Fit durch den Winter
Winter ist die Zeit der Erkältungskrankheiten. Häufig bietet besonders das eigene Umfeld die besten Voraussetzungen sich Husten und Schnupfen anzulachen. Bestimmte Tipps können helfen sich dagegen zu wappnen.
Winter: mehr als nur schön!
Wer an den Winter denkt, denkt an Weihnachten, an weiße Schneelandschaften, an den Genuss von warmem Kakao vor einem knisternden Kamin. Jedoch bringt die Jahreszeit auch Kälte, Feuchtigkeit und somit auch viele Erkältungskrankheiten mit sich. Das Immunsystem ist höheren Gesundheitsrisiken ausgesetzt, es muss härter gegen die zahlreichen Gefahren des Winters kämpfen.
Gefahren im Alltag: Entweder zu heiß oder zu kalt…
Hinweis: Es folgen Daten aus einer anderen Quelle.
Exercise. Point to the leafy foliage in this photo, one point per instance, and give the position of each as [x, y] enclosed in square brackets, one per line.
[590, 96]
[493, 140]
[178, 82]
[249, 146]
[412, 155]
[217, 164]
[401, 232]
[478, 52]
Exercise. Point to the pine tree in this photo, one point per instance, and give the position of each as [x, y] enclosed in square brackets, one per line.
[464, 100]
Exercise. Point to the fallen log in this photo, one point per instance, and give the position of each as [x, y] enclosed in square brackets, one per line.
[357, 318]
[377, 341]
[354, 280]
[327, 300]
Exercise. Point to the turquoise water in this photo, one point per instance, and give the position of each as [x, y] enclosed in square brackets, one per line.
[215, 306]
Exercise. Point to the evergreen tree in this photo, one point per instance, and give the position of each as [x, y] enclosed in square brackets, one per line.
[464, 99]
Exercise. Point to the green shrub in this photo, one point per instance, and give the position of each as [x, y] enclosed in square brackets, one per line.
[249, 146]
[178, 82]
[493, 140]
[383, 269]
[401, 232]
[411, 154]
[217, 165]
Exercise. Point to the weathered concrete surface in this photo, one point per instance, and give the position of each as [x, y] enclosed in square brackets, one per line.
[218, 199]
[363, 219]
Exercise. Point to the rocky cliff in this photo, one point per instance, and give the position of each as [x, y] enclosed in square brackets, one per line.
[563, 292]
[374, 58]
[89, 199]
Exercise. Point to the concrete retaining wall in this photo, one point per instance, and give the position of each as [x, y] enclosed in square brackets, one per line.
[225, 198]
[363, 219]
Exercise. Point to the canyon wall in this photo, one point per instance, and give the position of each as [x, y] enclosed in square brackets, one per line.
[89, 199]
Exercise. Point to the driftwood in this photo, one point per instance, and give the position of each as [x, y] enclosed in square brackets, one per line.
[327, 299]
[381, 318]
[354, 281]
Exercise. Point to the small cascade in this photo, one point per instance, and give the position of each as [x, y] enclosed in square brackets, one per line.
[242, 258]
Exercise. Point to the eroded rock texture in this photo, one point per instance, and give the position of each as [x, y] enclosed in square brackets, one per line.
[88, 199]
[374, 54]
Draußen ist es eisig kalt. Eingepackt in lange Unterhosen, Strumpfhosen, dicke Socken, Schal, Mütze, Handschuhe, Daunenjacke und womöglich vielem mehr stampft man flink von A nach B. Es darf bloß keine kalte Luft an womöglich nicht bedeckte Hautschichten gelangen.
Manche Wege bestreitet man mit Auto, Bus und Bahn, wobei man schwitzend vor lauter Stoffen am Körper an zahlreiche andere schwitzende und womöglich sogar hustende und niesende Menschen gedrückt wird.
Am Ziel angelangt benötigt man erst einmal eine gewisse Zeit um sich aus den vielen Klamotten zu schälen. Ob Zuhause, im Büro, in der Schule oder im Kindergarten, die Heizung brummt ununterbrochen. In allen Räumen herrscht eine gefühlte Temperatur von 45 Grad Celsius. Die Luft ist heiß und stickig, die hustenden Kollegen aber verteidigen vehement die Fenster, die man am liebsten kurz zum Lüften aufreißen würde.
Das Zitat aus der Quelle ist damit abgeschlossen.